Thomas and Ruth had their first child in Salisbury, Mary born in 1647, however the Whittier family soon moved to Haverhill, Massachusetts. Their second child, John (my direct ancestor) was born on December 23, 1649 in Haverhill. I found another book, The History of Haverhill, Massachusetts, from its First Settlement, in 1640, to the Year 1860 by George Wingate Chase that mentioned Thomas quite a few times. When Thomas arrived in town he not only brought his family, but he also brought some bees that were bequeathed to him:
Thomas Whittier, of Newbury, came into town about this time  and brought a swarm of bees, which were probably the first in the place. They were willed to him by Henry Rolfe of Newbury, who calls the, “his best swarm of bees”. At that time they were no mean legacy, and their arrival was doubtless the “town talk”. (pg 67)

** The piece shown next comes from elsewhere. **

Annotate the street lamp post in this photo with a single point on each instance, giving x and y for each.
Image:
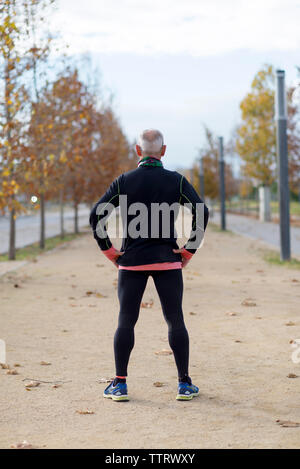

Thomas was very involved in Haverhill. He served on the town board and even briefly served as the town constable in 1669. His third child, Ruth was born in 1651 and his fourth, Thomas was born in 1653. A year before this, he received 7 ½ acres in a distribution of plough-land. He and Ruth had six more children Susannah in 1656, Nathaniel in 1658, Hannah in 1660, Richard in 1663, Elizabeth 1666 and Joseph in 1669.
Thomas built a house for his family in 1688 and that house still exists although, I think parts of it has been rebuilt. The Whittier homestead is listed as being built in 1829 as well. Perhaps a trip to this house will clear up some of this confusion. This house is a museum commemorating the accomplishments of John Greenleaf Whittier who was a famous poet and abolitionist. We only share Thomas as a common ancestor, his direct ancestor was Thomas’s son Joseph.
Thomas died on November 28, 1696 at the age of 76. A memorial for Thomas and Ruth exists on the John Greenleaf Whittier Homestead. All of Thomas’s children lived into adulthood and contributed heavily to the town of Haverhill. As with every origin story, I’m sure that I will uncover more as I dig deeper into my history.